Robert war ein Fremdkörper, der sich seit einem Jahr in ihrem Zuhause ausbreitete wie ein Riesenkrake. Überall hinterließen seine Tentakeln Schleimspuren falscher Nettigkeit, Gerüche und Gedanken, die sie erstickten, sogar bis in diese Wand hinein. Das Schlimmste – er hatte mit seinen blöden Ratschlägen fast immer recht. Kim sah seine nachsichtig grinsende Fresse vor sich, daneben unwillkürlich das Bild ihres verschollenen Vaters, und wünschte, Robert stünde genau jetzt neben ihr im Felsen, damit sie ihn mit einem kleinen Schubs ins Jenseits befördern könnte. Es hätte ihr nichts ausgemacht, sein altes Skelett knacken zu hören … absolut nichts. Schade nur, dass er so gut gepolstert war; ihre Ohren hätten wohl mehr ein Klatschen als ein Knacken vernommen.

»Sie dürfen ruhig weiter schlendern. Dann finden Sie vielleicht sogar einen Sessellift für ihre morschen Knochen«, schrie sie nach unten … und dann ließ ihre Konzentration endgültig nach. Ihre Schuhe rutschten, sie korrigierte. Angst? Nein. Seltsam, auch diesmal verspürte sie nicht die Angst, die angemessen gewesen wäre. Respekt vor der drohenden Absturzgefahr? – das ja. Kim wusste, es half nur noch ein verdammt klarer Kopf.

Warum ziehst du auch ohne richtige Ausrüstung los? Vor allem musste sie Roberts Großmaul aus ihrem Hirn verbannen. Mit diesem Kerl im Kopf würde das mit der Konzentration ganz sicher nichts.

Da sich ein Absprung aus dieser Höhe verbot und wenn ein gefahrloser Abstieg ebenso wenig möglich war, musste sie sich eben durch eine Flucht nach oben retten – wie schon so oft in ihrem Leben. Das konnte ja nicht verkehrt sein. Sie packte links etwas fester zu und ließ ihren rechten Arm für einen Augenblick nach unten hängen, damit das einströmende Blut die Hand wieder etwas geschmeidiger machte.

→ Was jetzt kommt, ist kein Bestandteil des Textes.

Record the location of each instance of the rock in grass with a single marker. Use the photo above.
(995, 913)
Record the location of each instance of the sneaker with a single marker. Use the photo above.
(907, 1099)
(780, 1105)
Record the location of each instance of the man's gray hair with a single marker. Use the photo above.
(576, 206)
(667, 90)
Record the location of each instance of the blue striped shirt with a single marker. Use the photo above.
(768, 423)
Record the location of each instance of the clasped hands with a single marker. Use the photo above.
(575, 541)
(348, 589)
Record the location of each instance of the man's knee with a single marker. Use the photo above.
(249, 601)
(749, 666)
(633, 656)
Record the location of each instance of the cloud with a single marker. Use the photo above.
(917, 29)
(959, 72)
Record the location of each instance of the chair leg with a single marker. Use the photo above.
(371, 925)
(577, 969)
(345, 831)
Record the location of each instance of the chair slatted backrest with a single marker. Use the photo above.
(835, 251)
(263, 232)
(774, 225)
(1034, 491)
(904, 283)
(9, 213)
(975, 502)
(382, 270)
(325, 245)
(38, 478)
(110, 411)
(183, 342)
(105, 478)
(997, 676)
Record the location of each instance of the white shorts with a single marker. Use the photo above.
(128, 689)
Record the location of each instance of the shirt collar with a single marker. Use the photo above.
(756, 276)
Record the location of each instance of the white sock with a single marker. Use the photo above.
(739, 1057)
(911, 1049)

Kurz bevor die Fingerspitzen der Linken in der lehmbeschmierten Wand endgültig den Halt verloren, nahm sie Schwung und versuchte ihr Glück, indem sie weit nach oben griff … zu weit. Eine Felskante ließ sich zwar greifen, dafür zwang ihr viel zu gestreckter Körper die Fersen nach oben und sie rutschte weg … gnadenlos, unaufhaltsam … bekam auf dem schmerzhaften Weg nach unten nichts zu fassen … schwor sich, das nächste Mal wirklich einen Helm zu tragen … prallte mit dem Hintern auf einem gut bemoosten Felsvorsprung auf … stürzte tiefer, hörte die Wanderer aufschreien, stieß sich die Knie blutig, schürfte sich die Arme auf … und kam auf der luftgepolsterten Matte zum Liegen. Es dauerte eine Weile, bis Kim sich sicher war, noch zu leben. Sie setzte sich stöhnend auf und glaubte, sich mindestens das Rückgrat und alle Rippen gebrochen zu haben. Vorsichtig befühlte sie ihren Kopf. Irgendwo von fern redeten die beiden Alten auf sie ein. Im Rauschen ihrer Sinne hörte sie es kaum, dafür die imaginäre Stimme Roberts: Mädchen – so was unternimmt man doch nicht allein! Und schon gar nicht ohne Helm!

Danke auch, Robert! Ohne deine Visage vor Augen wäre ich nicht mal gestürzt!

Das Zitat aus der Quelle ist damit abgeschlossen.